I love Harold Pinter so to perform one of his texts is likely to draw my attention to you as it demands of actors a preciseness of relationships that bind the audience to the text. As such it requires a high degree of craft and the actors here are more than able to match it. I found both to be highly effective although at times there seemed to be that actor slip of “is it my line now?” detracting from the overall. That having been said I am talking one or perhaps two examples of this when the rest crackles. The significance of small events in Pinter’s writing take on huge significances as he understands, more than many other writers, how people who operate in alternate worlds have alternate ways of seeing things to the point where language operate tangentially to reality. Who, for example, would send up the smorgasbord of available treats including a stale Eccles cake when asked for cooked food?
The actors however do suffer from a set which has more of the Blue Peter than RADA about it. The Dumb Waiter itself being a selection of tea chests and funnels that need a bit of design work. Thing is it is half way there. The tea chests are reminiscent of the fifties and the door with its leg onstage rather than off gave a whiff of decadence and poverty called for in Pinter’s writing. It did however also give a degree of after thought to the piece rather than integrated thinking.
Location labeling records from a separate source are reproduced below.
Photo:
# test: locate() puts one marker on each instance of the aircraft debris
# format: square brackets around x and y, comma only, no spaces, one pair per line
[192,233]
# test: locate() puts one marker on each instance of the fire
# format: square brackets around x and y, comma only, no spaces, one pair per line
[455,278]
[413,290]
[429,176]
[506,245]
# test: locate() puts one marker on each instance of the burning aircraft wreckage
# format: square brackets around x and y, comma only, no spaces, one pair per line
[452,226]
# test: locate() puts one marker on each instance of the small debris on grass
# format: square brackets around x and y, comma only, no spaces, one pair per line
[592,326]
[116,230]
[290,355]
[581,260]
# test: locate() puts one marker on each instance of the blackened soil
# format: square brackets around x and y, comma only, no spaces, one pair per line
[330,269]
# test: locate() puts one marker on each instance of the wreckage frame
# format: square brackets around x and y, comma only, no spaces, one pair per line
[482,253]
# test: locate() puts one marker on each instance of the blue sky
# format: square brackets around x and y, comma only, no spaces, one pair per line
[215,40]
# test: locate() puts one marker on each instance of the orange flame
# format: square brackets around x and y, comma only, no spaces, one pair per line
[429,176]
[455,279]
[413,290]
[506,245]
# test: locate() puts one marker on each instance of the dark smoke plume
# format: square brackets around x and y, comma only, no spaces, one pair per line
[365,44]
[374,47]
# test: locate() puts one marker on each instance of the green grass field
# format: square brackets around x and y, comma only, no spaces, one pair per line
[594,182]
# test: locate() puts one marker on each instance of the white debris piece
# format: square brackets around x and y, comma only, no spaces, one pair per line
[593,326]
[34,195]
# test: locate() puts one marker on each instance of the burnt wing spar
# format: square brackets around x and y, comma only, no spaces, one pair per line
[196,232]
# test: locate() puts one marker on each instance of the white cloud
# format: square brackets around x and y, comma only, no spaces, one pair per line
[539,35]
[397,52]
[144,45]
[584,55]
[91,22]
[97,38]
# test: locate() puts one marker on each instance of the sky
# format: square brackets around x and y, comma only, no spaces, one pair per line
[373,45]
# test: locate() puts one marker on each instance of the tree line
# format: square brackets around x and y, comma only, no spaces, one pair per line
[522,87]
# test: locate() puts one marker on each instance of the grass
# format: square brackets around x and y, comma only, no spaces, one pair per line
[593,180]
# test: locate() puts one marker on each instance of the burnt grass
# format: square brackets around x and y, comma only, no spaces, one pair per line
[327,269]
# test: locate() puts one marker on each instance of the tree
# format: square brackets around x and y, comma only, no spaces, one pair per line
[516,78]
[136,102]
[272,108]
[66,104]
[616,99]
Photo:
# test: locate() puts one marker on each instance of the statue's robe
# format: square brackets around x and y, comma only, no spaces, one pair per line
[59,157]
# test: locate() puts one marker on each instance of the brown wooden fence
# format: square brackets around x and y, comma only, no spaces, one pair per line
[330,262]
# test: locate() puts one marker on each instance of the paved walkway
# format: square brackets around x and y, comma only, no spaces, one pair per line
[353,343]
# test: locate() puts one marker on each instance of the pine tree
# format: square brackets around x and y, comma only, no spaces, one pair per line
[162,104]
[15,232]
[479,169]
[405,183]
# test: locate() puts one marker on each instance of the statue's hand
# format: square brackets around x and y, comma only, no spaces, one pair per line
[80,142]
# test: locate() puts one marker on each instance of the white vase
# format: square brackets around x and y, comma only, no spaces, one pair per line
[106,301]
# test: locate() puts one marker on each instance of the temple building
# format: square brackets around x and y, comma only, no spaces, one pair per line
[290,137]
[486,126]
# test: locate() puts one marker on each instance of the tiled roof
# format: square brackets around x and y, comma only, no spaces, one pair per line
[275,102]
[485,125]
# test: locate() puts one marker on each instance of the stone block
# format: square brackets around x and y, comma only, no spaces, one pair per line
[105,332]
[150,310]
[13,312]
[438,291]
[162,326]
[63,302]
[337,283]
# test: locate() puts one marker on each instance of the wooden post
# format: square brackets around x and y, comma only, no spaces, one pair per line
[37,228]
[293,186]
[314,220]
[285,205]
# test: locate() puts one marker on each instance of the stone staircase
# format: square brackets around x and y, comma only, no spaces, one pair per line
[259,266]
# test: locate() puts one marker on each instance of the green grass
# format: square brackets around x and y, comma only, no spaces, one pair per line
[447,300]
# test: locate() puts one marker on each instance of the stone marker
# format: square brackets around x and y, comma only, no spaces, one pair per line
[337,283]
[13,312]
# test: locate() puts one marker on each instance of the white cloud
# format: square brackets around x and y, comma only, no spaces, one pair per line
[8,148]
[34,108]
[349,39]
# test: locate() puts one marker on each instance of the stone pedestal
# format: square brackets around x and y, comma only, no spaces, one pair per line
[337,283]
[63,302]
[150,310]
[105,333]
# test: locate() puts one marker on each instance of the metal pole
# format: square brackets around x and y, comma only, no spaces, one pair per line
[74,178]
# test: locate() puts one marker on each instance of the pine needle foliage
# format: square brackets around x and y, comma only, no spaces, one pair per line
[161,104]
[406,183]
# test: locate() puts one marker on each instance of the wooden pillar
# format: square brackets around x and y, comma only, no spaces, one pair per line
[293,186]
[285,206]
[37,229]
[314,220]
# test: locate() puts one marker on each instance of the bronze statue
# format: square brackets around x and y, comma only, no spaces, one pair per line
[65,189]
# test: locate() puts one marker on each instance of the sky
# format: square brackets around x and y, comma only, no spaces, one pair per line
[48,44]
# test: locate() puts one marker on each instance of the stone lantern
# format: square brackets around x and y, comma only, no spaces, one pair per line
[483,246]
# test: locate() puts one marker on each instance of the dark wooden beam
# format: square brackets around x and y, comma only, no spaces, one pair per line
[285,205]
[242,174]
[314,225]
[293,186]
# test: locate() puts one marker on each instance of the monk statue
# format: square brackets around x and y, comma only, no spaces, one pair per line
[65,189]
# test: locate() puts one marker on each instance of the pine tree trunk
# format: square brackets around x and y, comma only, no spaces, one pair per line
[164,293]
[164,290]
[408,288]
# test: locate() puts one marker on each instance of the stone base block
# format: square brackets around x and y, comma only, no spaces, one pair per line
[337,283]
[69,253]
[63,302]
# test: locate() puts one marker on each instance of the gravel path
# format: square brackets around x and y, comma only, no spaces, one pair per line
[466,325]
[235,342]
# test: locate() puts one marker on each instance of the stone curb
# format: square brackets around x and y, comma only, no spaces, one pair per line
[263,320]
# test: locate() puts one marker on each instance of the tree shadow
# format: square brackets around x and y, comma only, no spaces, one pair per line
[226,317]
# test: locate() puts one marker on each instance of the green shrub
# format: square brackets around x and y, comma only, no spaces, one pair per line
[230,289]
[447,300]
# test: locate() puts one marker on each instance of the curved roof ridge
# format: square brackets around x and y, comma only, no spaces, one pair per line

The acting however brought it above these design faults and it gave us an assured set of performances that I would happily revisit. As an example of Pinter’s work it would be hard pushed to put it up against the best but these two actors are more than competent, bringing the required pathos and absurdity to the stage with menace and mystery. I would have preferred more assuredness over the pauses as at times I thought there was less confidence in this aspect of the piece. I saw it early in the run so perhaps more audience interaction will help.
Overall the production gave the audience and myself a very pleasant time in the dungeon that is Paradise in the Vault. Both actors convinced and I will be looking for their next production.
I believe that this production just needs time to settle. It certainly gave us a great afternoon’s entertainment but there were some flaws within the piece that are able to be sorted – the minor issues with performance – or not – the design. For that reason I am convinced it could easily sit within the 4 star category as its run develops.